Historical Weihnachtsband 1991
Matthew kann sehr heftig werden, wenn er sich aufregt..."
„Welcher Mensch tut das nicht, solange er nur einen Funken Temperament im Leibe hat? Selbst Mr. Hart und ich streiten manchmal. Jeder Mensch, der zu echter Leidenschaft fähig ist, reagiert heftig." Angelica hielt mitten im Häkeln inne. Sie konnte sich Mr. Hart nun einmal nicht als leidenschaftlichen Ehemann vorstellen.
„Sie müssen das Vergangene vergangen sein lassen, Mrs. Hamilton. Fünf Jahre sind lang genug, um einen Mann für einen Temperamentsausbruch zu bestrafen."
„Es ist nicht nur das. Ich hatte danach einen anderen geheiratet.
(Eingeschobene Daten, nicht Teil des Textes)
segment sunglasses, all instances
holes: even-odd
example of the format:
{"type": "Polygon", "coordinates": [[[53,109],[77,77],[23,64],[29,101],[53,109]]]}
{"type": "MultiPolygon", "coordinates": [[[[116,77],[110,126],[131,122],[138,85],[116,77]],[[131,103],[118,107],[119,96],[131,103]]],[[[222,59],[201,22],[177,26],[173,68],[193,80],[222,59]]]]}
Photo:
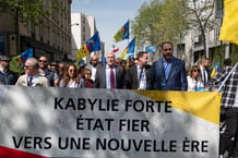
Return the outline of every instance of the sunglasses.
{"type": "Polygon", "coordinates": [[[74,69],[70,69],[69,71],[70,71],[70,72],[73,72],[73,71],[75,72],[76,70],[74,70],[74,69]]]}
{"type": "Polygon", "coordinates": [[[200,72],[200,70],[198,70],[198,69],[194,69],[194,70],[193,70],[193,72],[200,72]]]}
{"type": "Polygon", "coordinates": [[[170,50],[172,50],[172,49],[171,49],[171,48],[168,48],[168,49],[166,48],[166,49],[163,49],[163,50],[164,50],[164,51],[168,51],[168,50],[170,51],[170,50]]]}
{"type": "Polygon", "coordinates": [[[29,69],[32,68],[32,65],[24,65],[24,69],[29,69]]]}
{"type": "Polygon", "coordinates": [[[39,62],[44,62],[44,63],[46,63],[46,60],[39,60],[39,62]]]}

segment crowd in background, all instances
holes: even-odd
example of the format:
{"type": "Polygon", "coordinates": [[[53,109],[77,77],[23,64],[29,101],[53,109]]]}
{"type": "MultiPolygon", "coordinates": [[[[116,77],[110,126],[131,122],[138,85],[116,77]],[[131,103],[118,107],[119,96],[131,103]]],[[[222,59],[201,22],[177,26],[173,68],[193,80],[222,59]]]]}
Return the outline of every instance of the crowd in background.
{"type": "MultiPolygon", "coordinates": [[[[147,64],[145,51],[136,58],[126,60],[115,58],[114,52],[106,54],[106,64],[102,65],[96,54],[91,57],[90,64],[67,64],[49,61],[41,56],[28,59],[24,64],[24,75],[9,70],[10,58],[0,57],[0,84],[22,86],[55,86],[79,88],[120,88],[120,89],[158,89],[158,90],[201,90],[211,80],[210,60],[201,59],[200,63],[186,70],[183,60],[172,56],[171,42],[162,44],[163,57],[152,65],[147,64]],[[41,77],[47,83],[41,83],[41,77]],[[114,84],[114,85],[111,85],[114,84]]],[[[226,59],[225,65],[231,64],[226,59]]],[[[225,69],[225,68],[224,68],[225,69]]],[[[223,69],[223,70],[224,70],[223,69]]]]}
{"type": "Polygon", "coordinates": [[[231,153],[238,156],[238,69],[231,73],[231,60],[224,61],[215,77],[211,77],[210,60],[201,59],[198,64],[186,70],[186,63],[174,57],[174,46],[166,41],[160,46],[162,58],[147,64],[145,51],[136,53],[136,58],[126,60],[115,58],[114,52],[106,54],[106,64],[99,63],[93,54],[90,64],[49,62],[45,56],[29,58],[24,63],[24,74],[17,75],[9,70],[11,59],[0,56],[0,85],[45,86],[69,88],[108,88],[108,89],[157,89],[199,92],[204,88],[216,89],[225,81],[222,107],[225,109],[226,130],[221,137],[219,154],[224,155],[231,138],[235,147],[231,153]]]}

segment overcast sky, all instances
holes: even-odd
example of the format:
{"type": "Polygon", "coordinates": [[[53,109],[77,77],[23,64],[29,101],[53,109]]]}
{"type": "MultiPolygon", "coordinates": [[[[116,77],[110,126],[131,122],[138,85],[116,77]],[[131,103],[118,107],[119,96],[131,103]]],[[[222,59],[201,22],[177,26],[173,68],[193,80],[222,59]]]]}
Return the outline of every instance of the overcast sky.
{"type": "MultiPolygon", "coordinates": [[[[112,48],[114,35],[128,20],[133,20],[144,2],[151,0],[73,0],[71,11],[93,15],[100,40],[105,41],[105,51],[112,48]]],[[[128,40],[116,44],[120,51],[128,45],[128,40]]]]}

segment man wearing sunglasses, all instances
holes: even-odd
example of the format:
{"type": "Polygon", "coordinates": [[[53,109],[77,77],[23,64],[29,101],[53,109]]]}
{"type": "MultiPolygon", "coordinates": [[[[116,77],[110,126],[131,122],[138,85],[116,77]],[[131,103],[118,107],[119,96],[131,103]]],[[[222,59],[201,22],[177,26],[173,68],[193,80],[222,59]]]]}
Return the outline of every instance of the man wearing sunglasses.
{"type": "Polygon", "coordinates": [[[57,72],[53,72],[48,69],[48,59],[45,56],[40,56],[38,60],[39,65],[39,74],[47,77],[49,80],[49,84],[51,87],[57,86],[59,83],[59,77],[57,72]]]}
{"type": "Polygon", "coordinates": [[[163,42],[160,49],[163,57],[152,65],[147,89],[187,90],[185,61],[172,56],[174,48],[170,41],[163,42]]]}
{"type": "Polygon", "coordinates": [[[26,60],[24,65],[25,74],[21,75],[15,83],[19,86],[43,86],[48,87],[49,81],[38,73],[38,61],[35,58],[26,60]]]}

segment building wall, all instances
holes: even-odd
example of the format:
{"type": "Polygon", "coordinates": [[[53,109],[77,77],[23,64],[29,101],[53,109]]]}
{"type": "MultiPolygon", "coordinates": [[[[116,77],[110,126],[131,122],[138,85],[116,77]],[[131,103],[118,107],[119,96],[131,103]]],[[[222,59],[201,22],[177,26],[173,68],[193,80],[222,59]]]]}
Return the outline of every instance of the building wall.
{"type": "Polygon", "coordinates": [[[44,16],[39,26],[22,23],[23,19],[16,14],[15,17],[9,17],[8,14],[0,16],[1,21],[8,19],[8,26],[0,26],[0,33],[4,33],[9,39],[7,54],[15,56],[33,47],[35,57],[45,54],[50,60],[61,61],[71,53],[71,0],[43,1],[45,8],[52,2],[59,8],[51,15],[44,16]],[[12,37],[15,37],[15,42],[11,40],[12,37]]]}
{"type": "MultiPolygon", "coordinates": [[[[72,48],[71,53],[75,57],[76,51],[86,44],[86,41],[97,32],[96,20],[92,15],[86,15],[84,13],[71,13],[71,29],[72,29],[72,48]]],[[[102,42],[104,45],[104,42],[102,42]]],[[[99,58],[102,57],[102,50],[98,52],[93,52],[99,58]]],[[[90,57],[83,59],[86,63],[90,62],[90,57]]]]}

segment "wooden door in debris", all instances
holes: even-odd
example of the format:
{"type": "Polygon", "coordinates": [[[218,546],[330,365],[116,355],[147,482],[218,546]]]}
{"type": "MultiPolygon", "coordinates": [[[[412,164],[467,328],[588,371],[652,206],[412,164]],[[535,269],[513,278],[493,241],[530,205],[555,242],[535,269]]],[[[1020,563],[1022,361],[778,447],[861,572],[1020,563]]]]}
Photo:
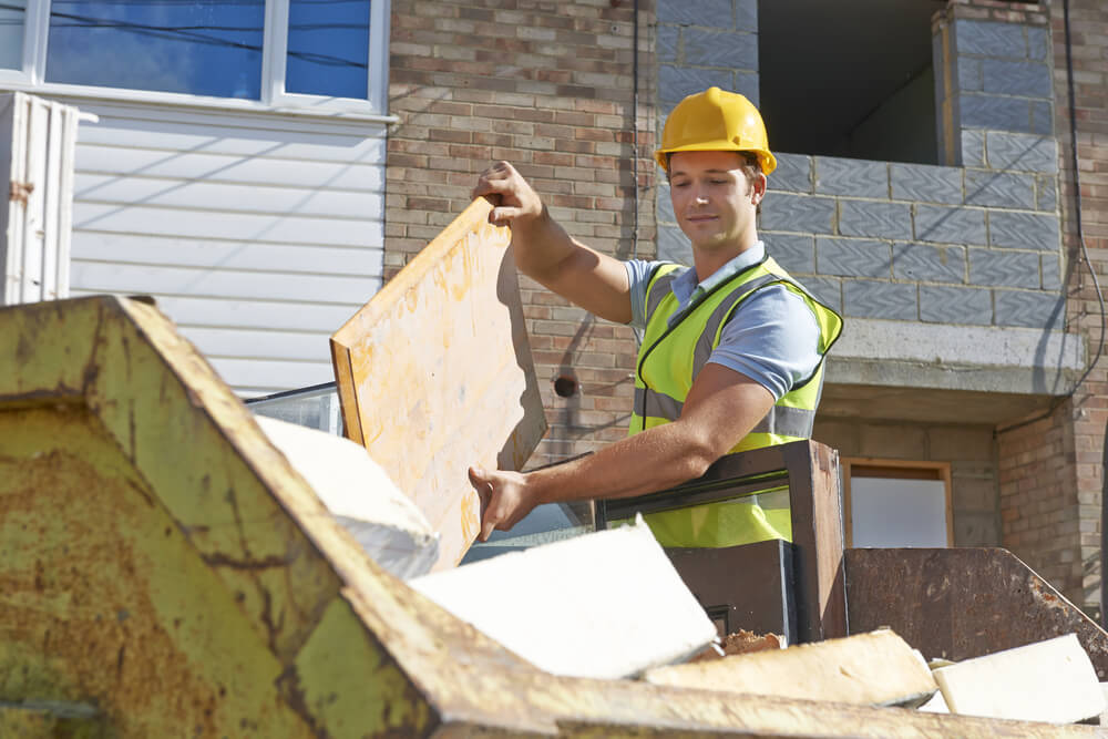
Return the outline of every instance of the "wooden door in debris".
{"type": "Polygon", "coordinates": [[[435,569],[480,533],[466,470],[519,470],[546,431],[511,232],[476,199],[331,337],[346,434],[442,540],[435,569]]]}

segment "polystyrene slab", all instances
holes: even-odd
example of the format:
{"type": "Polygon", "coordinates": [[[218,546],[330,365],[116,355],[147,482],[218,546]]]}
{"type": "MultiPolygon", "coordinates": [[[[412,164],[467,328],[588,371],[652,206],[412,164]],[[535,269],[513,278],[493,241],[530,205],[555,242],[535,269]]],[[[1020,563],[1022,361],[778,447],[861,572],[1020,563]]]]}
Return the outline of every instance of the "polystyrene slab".
{"type": "Polygon", "coordinates": [[[1077,635],[940,667],[935,681],[953,714],[1071,723],[1105,710],[1105,696],[1077,635]]]}
{"type": "Polygon", "coordinates": [[[716,637],[642,517],[408,584],[554,675],[637,675],[716,637]]]}
{"type": "Polygon", "coordinates": [[[377,564],[402,578],[430,572],[439,536],[365,449],[295,423],[255,420],[377,564]]]}
{"type": "Polygon", "coordinates": [[[441,534],[437,569],[480,532],[466,469],[517,470],[546,419],[511,232],[474,201],[331,337],[347,435],[441,534]]]}

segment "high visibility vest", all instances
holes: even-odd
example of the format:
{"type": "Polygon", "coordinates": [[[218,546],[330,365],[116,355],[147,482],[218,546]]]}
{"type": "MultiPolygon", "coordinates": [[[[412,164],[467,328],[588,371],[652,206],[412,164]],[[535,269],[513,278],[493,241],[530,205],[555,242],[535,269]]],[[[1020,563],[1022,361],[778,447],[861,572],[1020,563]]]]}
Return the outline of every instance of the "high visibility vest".
{"type": "MultiPolygon", "coordinates": [[[[635,412],[628,435],[677,420],[693,381],[719,345],[724,326],[743,300],[770,285],[783,285],[811,308],[819,324],[820,362],[798,382],[730,453],[810,439],[823,389],[823,358],[842,332],[842,317],[817,300],[771,257],[724,280],[678,310],[670,290],[678,265],[655,269],[646,291],[646,332],[635,372],[635,412]]],[[[665,511],[644,516],[663,546],[719,547],[771,538],[792,541],[788,489],[665,511]]]]}

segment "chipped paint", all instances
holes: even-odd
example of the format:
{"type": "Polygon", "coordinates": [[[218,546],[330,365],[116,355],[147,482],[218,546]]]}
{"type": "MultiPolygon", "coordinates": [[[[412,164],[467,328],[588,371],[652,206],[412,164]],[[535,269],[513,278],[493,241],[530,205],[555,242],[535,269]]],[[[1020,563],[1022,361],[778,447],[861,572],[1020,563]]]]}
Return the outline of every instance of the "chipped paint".
{"type": "Polygon", "coordinates": [[[123,299],[0,309],[0,701],[105,736],[1097,736],[541,673],[369,561],[123,299]]]}

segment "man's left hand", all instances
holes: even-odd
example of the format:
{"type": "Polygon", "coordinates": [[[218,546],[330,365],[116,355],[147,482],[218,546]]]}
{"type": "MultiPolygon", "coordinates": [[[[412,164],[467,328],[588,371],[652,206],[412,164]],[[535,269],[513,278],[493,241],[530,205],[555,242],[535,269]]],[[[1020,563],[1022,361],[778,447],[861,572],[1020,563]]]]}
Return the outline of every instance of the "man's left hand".
{"type": "Polygon", "coordinates": [[[520,472],[470,468],[470,482],[481,497],[481,541],[496,528],[507,531],[531,513],[538,500],[520,472]]]}

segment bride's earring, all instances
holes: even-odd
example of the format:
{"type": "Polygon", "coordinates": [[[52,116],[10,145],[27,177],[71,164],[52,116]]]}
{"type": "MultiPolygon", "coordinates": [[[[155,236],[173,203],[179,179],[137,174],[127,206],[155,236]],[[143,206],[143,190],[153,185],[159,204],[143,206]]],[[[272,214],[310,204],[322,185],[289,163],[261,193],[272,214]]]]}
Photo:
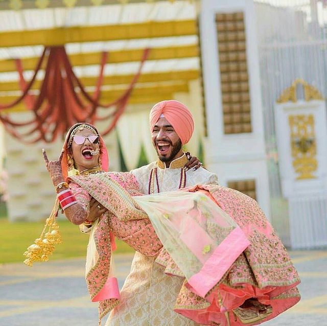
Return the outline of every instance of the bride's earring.
{"type": "Polygon", "coordinates": [[[68,171],[74,170],[74,159],[71,155],[68,155],[68,171]]]}

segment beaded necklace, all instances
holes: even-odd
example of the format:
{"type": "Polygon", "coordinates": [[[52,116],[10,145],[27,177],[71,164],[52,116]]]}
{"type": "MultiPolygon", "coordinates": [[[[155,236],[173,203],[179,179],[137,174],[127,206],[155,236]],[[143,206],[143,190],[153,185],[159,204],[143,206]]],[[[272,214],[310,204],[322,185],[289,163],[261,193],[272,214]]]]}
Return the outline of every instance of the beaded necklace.
{"type": "MultiPolygon", "coordinates": [[[[149,195],[154,194],[154,183],[157,186],[157,193],[160,192],[159,188],[159,181],[158,181],[157,167],[153,168],[150,173],[149,177],[149,185],[148,187],[148,193],[149,195]]],[[[179,185],[178,189],[184,188],[186,185],[186,171],[181,168],[180,169],[180,178],[179,180],[179,185]]]]}
{"type": "Polygon", "coordinates": [[[89,169],[85,169],[85,170],[79,172],[78,174],[79,175],[88,175],[89,174],[97,174],[97,173],[102,173],[103,172],[104,172],[104,171],[101,167],[94,167],[89,169]]]}

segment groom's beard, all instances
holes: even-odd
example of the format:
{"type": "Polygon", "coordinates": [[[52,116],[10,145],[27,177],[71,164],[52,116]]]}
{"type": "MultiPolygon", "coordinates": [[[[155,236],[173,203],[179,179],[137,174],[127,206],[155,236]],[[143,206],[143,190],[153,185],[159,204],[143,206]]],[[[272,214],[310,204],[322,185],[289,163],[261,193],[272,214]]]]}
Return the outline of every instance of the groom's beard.
{"type": "MultiPolygon", "coordinates": [[[[167,141],[165,141],[165,142],[167,142],[167,141]]],[[[175,157],[178,152],[179,152],[179,151],[181,149],[182,146],[182,142],[180,141],[180,139],[178,139],[178,141],[177,142],[176,142],[174,145],[172,145],[172,152],[169,156],[164,156],[162,155],[160,155],[159,154],[157,148],[156,146],[155,149],[156,151],[157,152],[157,154],[158,154],[159,159],[160,159],[160,160],[162,162],[170,162],[172,161],[173,159],[174,159],[174,157],[175,157]]]]}

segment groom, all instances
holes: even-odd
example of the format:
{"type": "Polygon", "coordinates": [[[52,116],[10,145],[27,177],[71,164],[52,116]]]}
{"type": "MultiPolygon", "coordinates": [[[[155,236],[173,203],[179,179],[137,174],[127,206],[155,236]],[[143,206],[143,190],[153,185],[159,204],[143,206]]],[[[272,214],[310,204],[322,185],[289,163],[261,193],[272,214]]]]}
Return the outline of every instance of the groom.
{"type": "MultiPolygon", "coordinates": [[[[217,175],[202,167],[196,171],[183,169],[188,158],[182,145],[189,142],[194,129],[192,114],[183,104],[170,100],[155,104],[150,112],[150,127],[158,159],[131,171],[143,193],[218,183],[217,175]]],[[[121,292],[121,303],[111,311],[106,325],[198,324],[174,311],[182,278],[167,275],[155,259],[136,252],[121,292]]]]}

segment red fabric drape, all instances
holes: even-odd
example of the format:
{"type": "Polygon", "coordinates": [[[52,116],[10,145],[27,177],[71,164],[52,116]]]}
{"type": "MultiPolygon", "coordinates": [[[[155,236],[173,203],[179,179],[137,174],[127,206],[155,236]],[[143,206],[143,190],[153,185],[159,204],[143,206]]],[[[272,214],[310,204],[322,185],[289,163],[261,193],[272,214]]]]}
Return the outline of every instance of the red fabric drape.
{"type": "Polygon", "coordinates": [[[71,126],[77,122],[94,123],[97,121],[111,119],[109,127],[102,133],[110,132],[115,126],[124,112],[133,88],[141,74],[143,64],[147,58],[149,49],[144,51],[139,68],[128,88],[116,100],[110,103],[99,102],[101,88],[103,81],[104,66],[107,53],[102,54],[100,71],[92,96],[88,94],[81,82],[75,75],[63,46],[46,47],[35,68],[33,78],[29,83],[24,79],[20,60],[16,60],[19,75],[19,85],[22,95],[11,103],[0,104],[0,120],[8,132],[13,136],[26,143],[39,141],[54,141],[58,135],[63,135],[71,126]],[[31,95],[30,91],[35,82],[37,73],[46,60],[45,75],[39,95],[31,95]],[[24,101],[28,109],[33,113],[29,121],[17,123],[8,114],[1,110],[13,107],[24,101]],[[97,115],[98,107],[114,110],[106,117],[97,115]],[[28,131],[19,133],[19,127],[28,127],[28,131]],[[29,138],[27,140],[27,138],[29,138]]]}

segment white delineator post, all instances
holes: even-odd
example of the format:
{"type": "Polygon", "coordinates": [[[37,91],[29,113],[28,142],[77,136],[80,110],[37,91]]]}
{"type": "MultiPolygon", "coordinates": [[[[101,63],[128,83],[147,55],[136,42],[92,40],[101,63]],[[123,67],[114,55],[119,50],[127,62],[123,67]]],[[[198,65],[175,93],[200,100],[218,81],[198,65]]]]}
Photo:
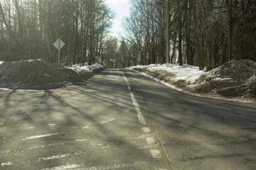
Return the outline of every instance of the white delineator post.
{"type": "Polygon", "coordinates": [[[54,42],[54,46],[58,49],[58,64],[61,65],[61,50],[65,46],[65,43],[59,38],[54,42]]]}

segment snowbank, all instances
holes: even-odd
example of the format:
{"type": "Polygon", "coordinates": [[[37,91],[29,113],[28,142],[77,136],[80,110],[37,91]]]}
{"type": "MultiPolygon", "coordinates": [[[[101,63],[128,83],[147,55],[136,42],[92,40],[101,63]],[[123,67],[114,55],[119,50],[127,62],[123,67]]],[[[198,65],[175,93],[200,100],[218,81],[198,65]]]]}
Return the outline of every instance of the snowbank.
{"type": "Polygon", "coordinates": [[[151,65],[130,67],[192,93],[256,99],[256,62],[232,60],[205,72],[197,66],[151,65]]]}
{"type": "Polygon", "coordinates": [[[204,71],[200,71],[199,67],[189,65],[177,65],[164,64],[160,65],[154,64],[132,66],[130,69],[143,71],[148,73],[150,76],[159,76],[160,79],[166,79],[166,82],[172,80],[172,82],[183,82],[187,84],[194,83],[196,79],[205,73],[204,71]]]}
{"type": "Polygon", "coordinates": [[[41,60],[4,62],[0,65],[0,88],[3,88],[49,89],[90,76],[41,60]]]}
{"type": "Polygon", "coordinates": [[[67,67],[67,68],[79,73],[79,72],[97,72],[103,70],[104,67],[99,63],[95,63],[92,65],[88,65],[88,64],[85,64],[84,66],[80,66],[79,65],[73,65],[71,67],[67,67]]]}
{"type": "Polygon", "coordinates": [[[255,82],[254,61],[232,60],[200,76],[194,88],[200,93],[216,91],[224,96],[255,98],[255,82]]]}

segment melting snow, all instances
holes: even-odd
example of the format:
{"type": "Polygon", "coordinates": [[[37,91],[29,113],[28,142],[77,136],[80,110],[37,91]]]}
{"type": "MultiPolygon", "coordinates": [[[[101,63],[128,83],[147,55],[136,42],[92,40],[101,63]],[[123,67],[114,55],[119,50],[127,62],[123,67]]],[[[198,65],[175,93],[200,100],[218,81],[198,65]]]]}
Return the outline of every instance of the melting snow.
{"type": "Polygon", "coordinates": [[[198,66],[193,66],[189,65],[149,65],[132,66],[130,67],[130,69],[148,69],[148,71],[164,71],[173,74],[177,81],[184,80],[186,82],[189,82],[190,83],[194,83],[196,79],[198,79],[202,74],[205,73],[205,71],[200,71],[198,66]]]}
{"type": "Polygon", "coordinates": [[[11,165],[13,165],[13,162],[11,162],[1,163],[2,167],[8,167],[8,166],[11,166],[11,165]]]}
{"type": "Polygon", "coordinates": [[[69,156],[69,154],[63,154],[63,155],[51,156],[48,156],[48,157],[40,157],[40,158],[38,158],[38,162],[55,160],[55,159],[61,159],[64,157],[67,157],[68,156],[69,156]]]}
{"type": "Polygon", "coordinates": [[[37,135],[37,136],[30,136],[30,137],[26,137],[25,139],[22,139],[21,140],[31,140],[31,139],[46,138],[46,137],[50,137],[50,136],[55,136],[58,134],[63,134],[63,133],[49,133],[49,134],[41,134],[41,135],[37,135]]]}
{"type": "Polygon", "coordinates": [[[45,168],[45,169],[41,169],[41,170],[64,170],[64,169],[73,169],[73,168],[78,168],[82,167],[82,165],[77,165],[77,164],[67,164],[60,167],[49,167],[49,168],[45,168]]]}
{"type": "Polygon", "coordinates": [[[115,120],[116,120],[115,118],[112,118],[112,119],[108,119],[107,121],[102,121],[101,122],[98,122],[97,124],[106,124],[106,123],[111,122],[115,121],[115,120]]]}
{"type": "Polygon", "coordinates": [[[87,140],[88,140],[87,139],[76,139],[75,141],[76,142],[85,142],[87,140]]]}

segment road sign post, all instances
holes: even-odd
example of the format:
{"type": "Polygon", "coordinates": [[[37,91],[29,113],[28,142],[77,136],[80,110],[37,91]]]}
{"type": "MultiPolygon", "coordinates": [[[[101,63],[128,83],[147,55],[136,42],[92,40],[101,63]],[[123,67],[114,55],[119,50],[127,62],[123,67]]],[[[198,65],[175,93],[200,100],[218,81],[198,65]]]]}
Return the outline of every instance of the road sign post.
{"type": "Polygon", "coordinates": [[[54,46],[58,49],[58,64],[61,65],[61,50],[65,46],[65,43],[59,38],[54,42],[54,46]]]}

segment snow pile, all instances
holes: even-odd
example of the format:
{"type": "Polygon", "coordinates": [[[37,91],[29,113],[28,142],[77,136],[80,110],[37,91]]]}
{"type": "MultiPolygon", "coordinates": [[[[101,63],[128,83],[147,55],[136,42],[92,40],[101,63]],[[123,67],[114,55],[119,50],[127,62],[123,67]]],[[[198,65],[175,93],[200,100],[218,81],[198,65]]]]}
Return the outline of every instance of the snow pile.
{"type": "Polygon", "coordinates": [[[41,60],[4,62],[0,65],[0,88],[47,89],[82,82],[87,76],[41,60]]]}
{"type": "Polygon", "coordinates": [[[67,67],[68,69],[73,70],[76,72],[83,72],[83,71],[88,71],[88,72],[91,72],[92,71],[90,70],[88,65],[84,65],[84,66],[80,66],[79,65],[73,65],[71,67],[67,67]]]}
{"type": "Polygon", "coordinates": [[[130,69],[143,71],[154,77],[181,86],[194,83],[196,79],[205,73],[204,71],[200,71],[199,67],[189,65],[177,65],[172,64],[154,64],[149,65],[132,66],[130,67],[130,69]]]}
{"type": "Polygon", "coordinates": [[[152,64],[152,65],[137,65],[137,66],[131,66],[129,69],[131,70],[137,70],[137,71],[143,71],[144,69],[148,69],[148,68],[152,68],[152,67],[156,67],[156,66],[160,66],[160,65],[156,65],[156,64],[152,64]]]}
{"type": "Polygon", "coordinates": [[[67,67],[73,71],[75,71],[78,73],[80,72],[97,72],[103,70],[104,66],[99,63],[95,63],[92,65],[88,65],[88,63],[85,63],[84,66],[79,65],[73,65],[71,67],[67,67]]]}
{"type": "Polygon", "coordinates": [[[232,60],[202,75],[195,90],[200,93],[216,91],[224,96],[255,95],[256,63],[251,60],[232,60]]]}
{"type": "Polygon", "coordinates": [[[256,98],[256,62],[232,60],[209,71],[189,65],[137,65],[129,69],[193,93],[213,93],[227,97],[256,98]]]}
{"type": "Polygon", "coordinates": [[[159,67],[148,68],[149,71],[164,71],[174,75],[176,81],[185,81],[189,84],[194,83],[202,74],[204,71],[200,71],[198,66],[189,65],[176,65],[166,64],[159,67]]]}

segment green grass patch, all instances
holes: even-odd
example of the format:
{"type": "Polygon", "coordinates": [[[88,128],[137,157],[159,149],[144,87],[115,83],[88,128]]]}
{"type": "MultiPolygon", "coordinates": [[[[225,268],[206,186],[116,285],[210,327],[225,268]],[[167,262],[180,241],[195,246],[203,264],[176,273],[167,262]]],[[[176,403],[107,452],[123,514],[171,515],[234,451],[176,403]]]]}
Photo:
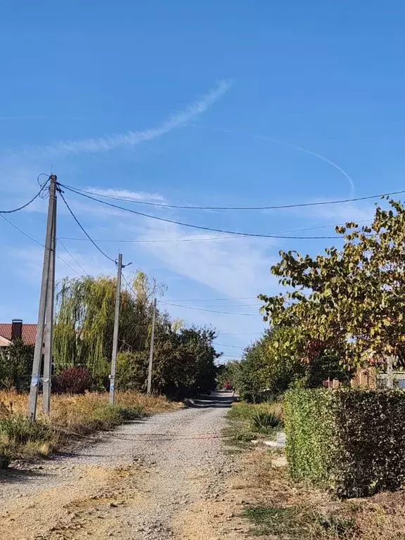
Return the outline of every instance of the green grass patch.
{"type": "Polygon", "coordinates": [[[234,403],[228,412],[228,425],[224,431],[229,447],[240,451],[250,441],[264,435],[274,435],[283,427],[282,404],[278,401],[234,403]]]}
{"type": "Polygon", "coordinates": [[[299,506],[250,506],[243,515],[254,525],[250,536],[271,535],[283,540],[349,540],[356,528],[352,520],[317,514],[299,506]]]}

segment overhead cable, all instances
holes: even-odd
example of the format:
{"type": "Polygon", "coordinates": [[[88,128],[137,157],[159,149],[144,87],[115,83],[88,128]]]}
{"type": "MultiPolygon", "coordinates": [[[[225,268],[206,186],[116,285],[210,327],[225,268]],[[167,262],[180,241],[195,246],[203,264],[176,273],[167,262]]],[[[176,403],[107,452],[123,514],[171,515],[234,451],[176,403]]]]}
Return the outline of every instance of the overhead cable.
{"type": "MultiPolygon", "coordinates": [[[[63,186],[63,184],[60,184],[63,186]]],[[[275,235],[275,234],[259,234],[259,233],[240,233],[236,231],[226,231],[224,229],[214,229],[213,227],[205,227],[201,225],[193,225],[190,223],[184,223],[184,221],[177,221],[174,219],[168,219],[167,218],[164,217],[158,217],[158,216],[153,216],[150,214],[144,214],[141,212],[137,212],[136,210],[132,210],[130,208],[125,208],[124,207],[120,206],[118,205],[112,204],[112,202],[107,202],[105,200],[101,200],[100,199],[97,199],[96,197],[92,197],[89,195],[86,195],[85,193],[79,193],[75,189],[72,189],[72,188],[68,188],[66,186],[63,186],[65,189],[69,190],[70,191],[72,191],[74,193],[76,193],[77,195],[79,195],[82,197],[86,197],[88,199],[91,199],[92,200],[95,200],[97,202],[100,202],[103,205],[106,205],[107,206],[111,206],[113,208],[118,208],[120,210],[122,210],[124,212],[129,212],[131,214],[135,214],[139,216],[142,216],[143,217],[148,217],[150,219],[156,219],[159,221],[164,221],[165,223],[172,223],[175,225],[181,225],[183,227],[190,227],[191,229],[198,229],[201,231],[211,231],[216,233],[224,233],[224,234],[235,234],[238,236],[245,236],[245,237],[254,237],[254,238],[290,238],[293,240],[320,240],[320,239],[332,239],[332,240],[338,240],[339,236],[280,236],[280,235],[275,235]]],[[[93,240],[91,240],[93,242],[93,240]]],[[[98,248],[100,249],[100,248],[98,248]]]]}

Jetzt kann ich nicht einfach so tun, als wäre seit jenem verhängnisvollen Streit nichts geschehen."
„Natürlich können Sie das nicht, und Sie sollen es auch nicht. Aber Sie dürfen nicht vergessen, daß Sie eine verwitwete Frau sind und kein junges Mädchen, das rot wird, sobald es einen Mann nur ansieht. Sie haben mehr als einen Grund, die Sache mit diesem Matthew wieder ins Lot zu bringen." Blanche richtete sich auf und fuhr fort: „Ich weiß, ich bin nicht mehr taufrisch, aber selbst ich sah, was ich an Mr. Hart hatte, und so wartete ich eben, bis ihm das auch dämmerte."
„Aber warum haben Sie so lange zugesehen, ohne ihn aufzugeben und einen anderen Mann zu heiraten?"
Blanche Hart nickte entschieden. „Das ist es eben, ich liebe ihn. So einfach ist das.
Wenn Sie einen Menschen lieben, spielen Jahre keine Rolle."
Sie stand auf und strich Angelica behutsam über die Haare. „Denken Sie ein wenig über das nach, was ich Ihnen gesagt habe, und überlegen Sie es, als wäre ich Ihre Mutter. Denn genauso habe ich es gemeint. Geben Sie dem armen Jungen eine zweite Chance. Sonst werden Sie es eines Tages bitter bereuen." Damit ging sie hinaus.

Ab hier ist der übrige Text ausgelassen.